Il viaggio nell’eccesso inizia da un paio di baffi. Questo è l’headline di “Dalíland”, il biopic su Salvador Dalí, diretto da Mary Harron con il Premio Oscar Ben Kingsley nei panni dell’artista. E questo viaggio finisce sempre con un paio di baffi, diventati ormai canuti, come i lunghi capelli, scarmigliati e sporchi, nel ritratto finale, molto commovente, di un tenerissimo anziano, ripreso in primo piano, mentre osserva su una sedie a rotelle il panorama da una finestra di un ospedale, in piena solitudine. E il canuto, in questione, è il geniale e bizzarro artista Salvador Dalí, di cui lo scorso 11 maggio, data di presentazione del film alla stampa, ricorreva proprio l’anniversario della nascita.

“Dalíland” è il film sul suo mondo, ritratto in tre tempi appartenenti a periodi e a città care all’artista: lo vediamo in un tempo come protagonista dello spettacolo nel programma televisivo “What’s The Artist?” del 1950, dove si paragona ad un quasi-dio. Come artista bizzarro nella New York del 1974 con il suo nuovo assistente ingaggiato proprio per l’esposizione. Come anziano solitario nel 1985 su una sedia a rotelle. Il suo è un mondo eccessivo e stravagante, costellato di quadri, orge, muse, caviale e grandi masturbatori, come il titolo di una sua nota opera cui si ispira una scena esilarante del film. A tratti ironico e commovente, “Dalíland” è un manuale didattico di storia dell’arte mostrata in una cornice dorata, di quel Giallo Napoli che l’artista adorava. Dello stesso colore è la sublime fotografia, gli abiti e i mantelli che Dalí indossa, le pareti e poi le coppe di champagne e molti altri oggetti che colorano il suo mondo.

E in questo tripudio dorato Dalí è sempre in compagnia delle sue donne-muse: della sua, amata ed infedele moglie, Gala e di Amanda Lear, di cui sarebbe interessante conoscere l’opinione sul film, soprattutto sul finale, così ambiguo che la ritrae triste per l’artista e, allo tempo, felice ed appagata per la notorietà raggiunta con i suoi spettacoli.

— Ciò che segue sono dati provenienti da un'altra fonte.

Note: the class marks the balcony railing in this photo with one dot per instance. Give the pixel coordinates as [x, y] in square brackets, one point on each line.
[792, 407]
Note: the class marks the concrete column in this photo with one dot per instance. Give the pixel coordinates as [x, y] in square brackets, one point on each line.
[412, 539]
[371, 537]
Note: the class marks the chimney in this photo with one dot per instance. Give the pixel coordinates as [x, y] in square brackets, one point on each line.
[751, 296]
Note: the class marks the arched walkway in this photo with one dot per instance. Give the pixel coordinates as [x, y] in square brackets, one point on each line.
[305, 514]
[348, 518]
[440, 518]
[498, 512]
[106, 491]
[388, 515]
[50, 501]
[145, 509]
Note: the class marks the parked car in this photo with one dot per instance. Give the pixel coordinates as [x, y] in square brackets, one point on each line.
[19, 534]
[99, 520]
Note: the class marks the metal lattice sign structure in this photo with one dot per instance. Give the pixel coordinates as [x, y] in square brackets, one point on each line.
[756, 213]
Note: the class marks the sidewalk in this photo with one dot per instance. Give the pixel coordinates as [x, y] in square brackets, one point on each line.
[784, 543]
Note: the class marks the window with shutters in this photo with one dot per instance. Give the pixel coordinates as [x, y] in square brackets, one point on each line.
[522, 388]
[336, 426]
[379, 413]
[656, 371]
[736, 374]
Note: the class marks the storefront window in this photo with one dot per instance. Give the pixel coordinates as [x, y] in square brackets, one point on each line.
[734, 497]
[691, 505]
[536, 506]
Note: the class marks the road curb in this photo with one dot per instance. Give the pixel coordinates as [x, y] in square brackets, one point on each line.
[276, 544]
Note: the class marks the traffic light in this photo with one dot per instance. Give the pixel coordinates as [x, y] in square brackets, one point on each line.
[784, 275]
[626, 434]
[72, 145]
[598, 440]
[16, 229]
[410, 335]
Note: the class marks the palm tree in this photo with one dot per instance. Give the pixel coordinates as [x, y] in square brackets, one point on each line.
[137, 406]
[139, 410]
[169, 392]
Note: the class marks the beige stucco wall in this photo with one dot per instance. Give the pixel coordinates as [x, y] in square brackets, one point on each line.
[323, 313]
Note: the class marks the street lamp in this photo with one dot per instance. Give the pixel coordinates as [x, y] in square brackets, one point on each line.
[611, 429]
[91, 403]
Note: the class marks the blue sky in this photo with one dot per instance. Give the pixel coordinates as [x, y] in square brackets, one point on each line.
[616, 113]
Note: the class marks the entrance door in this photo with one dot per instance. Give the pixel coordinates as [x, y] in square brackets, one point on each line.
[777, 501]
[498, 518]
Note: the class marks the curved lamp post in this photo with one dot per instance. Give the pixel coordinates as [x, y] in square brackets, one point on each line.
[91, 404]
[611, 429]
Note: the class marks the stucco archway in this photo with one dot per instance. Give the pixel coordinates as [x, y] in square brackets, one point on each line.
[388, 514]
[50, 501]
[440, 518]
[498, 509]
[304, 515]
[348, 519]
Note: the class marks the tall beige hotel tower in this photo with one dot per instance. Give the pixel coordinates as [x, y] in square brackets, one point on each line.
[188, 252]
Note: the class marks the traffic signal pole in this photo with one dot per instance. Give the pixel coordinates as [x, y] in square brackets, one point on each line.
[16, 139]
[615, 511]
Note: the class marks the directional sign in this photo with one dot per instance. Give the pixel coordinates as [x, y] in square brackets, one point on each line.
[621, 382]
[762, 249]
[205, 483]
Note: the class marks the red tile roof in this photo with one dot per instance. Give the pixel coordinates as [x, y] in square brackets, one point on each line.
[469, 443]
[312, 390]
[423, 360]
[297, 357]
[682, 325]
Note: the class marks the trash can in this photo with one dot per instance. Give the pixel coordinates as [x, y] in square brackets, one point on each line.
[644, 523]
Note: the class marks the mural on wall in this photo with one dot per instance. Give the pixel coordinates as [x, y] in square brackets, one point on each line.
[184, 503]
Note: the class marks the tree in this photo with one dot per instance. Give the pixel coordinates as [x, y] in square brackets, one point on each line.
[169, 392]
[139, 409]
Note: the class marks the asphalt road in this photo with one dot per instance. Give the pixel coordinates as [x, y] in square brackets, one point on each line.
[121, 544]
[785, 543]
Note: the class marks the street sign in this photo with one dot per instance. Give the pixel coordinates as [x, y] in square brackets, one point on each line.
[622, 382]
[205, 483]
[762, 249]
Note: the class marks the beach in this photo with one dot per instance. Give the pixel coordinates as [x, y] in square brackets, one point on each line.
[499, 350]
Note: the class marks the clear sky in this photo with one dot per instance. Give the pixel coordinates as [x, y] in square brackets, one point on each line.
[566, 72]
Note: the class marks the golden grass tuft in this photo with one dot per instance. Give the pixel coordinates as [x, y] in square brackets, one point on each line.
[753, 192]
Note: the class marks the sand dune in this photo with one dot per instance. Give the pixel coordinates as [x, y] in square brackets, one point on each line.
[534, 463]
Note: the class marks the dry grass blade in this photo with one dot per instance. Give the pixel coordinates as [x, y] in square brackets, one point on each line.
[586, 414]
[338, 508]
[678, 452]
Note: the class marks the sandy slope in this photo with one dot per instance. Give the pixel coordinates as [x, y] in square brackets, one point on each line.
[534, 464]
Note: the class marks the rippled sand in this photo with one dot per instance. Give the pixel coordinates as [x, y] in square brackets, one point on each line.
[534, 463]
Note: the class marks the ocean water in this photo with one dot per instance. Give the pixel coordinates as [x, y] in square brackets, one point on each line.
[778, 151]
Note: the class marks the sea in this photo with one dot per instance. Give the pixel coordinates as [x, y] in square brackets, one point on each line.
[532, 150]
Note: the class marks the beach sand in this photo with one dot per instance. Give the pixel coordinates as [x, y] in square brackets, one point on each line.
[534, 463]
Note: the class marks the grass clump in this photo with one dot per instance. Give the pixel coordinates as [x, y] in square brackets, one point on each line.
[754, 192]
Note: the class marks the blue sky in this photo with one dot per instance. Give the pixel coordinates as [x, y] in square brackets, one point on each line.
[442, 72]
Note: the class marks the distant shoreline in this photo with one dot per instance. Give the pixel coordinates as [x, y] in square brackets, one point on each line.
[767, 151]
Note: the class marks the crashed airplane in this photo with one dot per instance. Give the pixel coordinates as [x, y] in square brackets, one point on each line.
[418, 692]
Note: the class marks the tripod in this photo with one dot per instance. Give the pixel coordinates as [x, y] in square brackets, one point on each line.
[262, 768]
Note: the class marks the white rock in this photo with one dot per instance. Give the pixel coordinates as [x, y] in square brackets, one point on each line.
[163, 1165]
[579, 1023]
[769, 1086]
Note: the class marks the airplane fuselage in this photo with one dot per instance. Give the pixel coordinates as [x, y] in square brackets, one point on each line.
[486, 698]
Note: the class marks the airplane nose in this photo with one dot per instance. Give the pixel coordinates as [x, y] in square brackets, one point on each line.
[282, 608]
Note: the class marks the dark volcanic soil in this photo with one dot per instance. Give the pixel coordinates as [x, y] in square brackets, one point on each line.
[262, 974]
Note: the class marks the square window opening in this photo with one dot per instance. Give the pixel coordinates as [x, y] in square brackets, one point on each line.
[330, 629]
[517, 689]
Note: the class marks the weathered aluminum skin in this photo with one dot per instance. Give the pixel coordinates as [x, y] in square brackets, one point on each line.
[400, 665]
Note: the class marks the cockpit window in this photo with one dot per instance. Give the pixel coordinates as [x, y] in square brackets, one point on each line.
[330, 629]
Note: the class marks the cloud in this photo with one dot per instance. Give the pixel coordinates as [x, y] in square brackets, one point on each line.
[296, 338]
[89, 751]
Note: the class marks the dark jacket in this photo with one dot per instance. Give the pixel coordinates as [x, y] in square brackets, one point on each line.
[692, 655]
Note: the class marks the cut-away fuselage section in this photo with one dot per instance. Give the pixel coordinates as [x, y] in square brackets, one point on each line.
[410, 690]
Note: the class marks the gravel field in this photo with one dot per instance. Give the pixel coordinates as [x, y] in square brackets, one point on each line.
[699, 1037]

Nel suo mondo dorato, Dalí lo vediamo anche mentre prende le medicine, come un comune mortale, mentre per un party richiede formiche vive, cavallette e nani, ipocondriaco e sofferente con Gala che gli cura “le bue” – proprio così nel film le ferite sono chiamate – come se fosse un fanciullino pascoliano.

Ma le scene di maggior pathos di questo mondo dorato sono quelle dei ricordi, resi brillantemente con inneschi e disinneschi che permettono allo spettatore di vedere i simulacri di Dalí da giovane, insieme a Bunuel, con il quale realizzò per il cinema l’emblematico cortometraggio “Un chien andalou”. E tra queste le scene più suggestive sono quelle della genesi dell’orologio che si scioglie – icona della sua arte surrealista – e l’abbraccio che suggella l’amore eterno tra lui e Gala su un promontorio nella sua Spagna.

“Dalíland” è un’opera didattica sull’arte che riflette anche sulla commercializzazione delle opere e sulle gallerie. Al cinema dal 25 maggio con Plaion Pictures.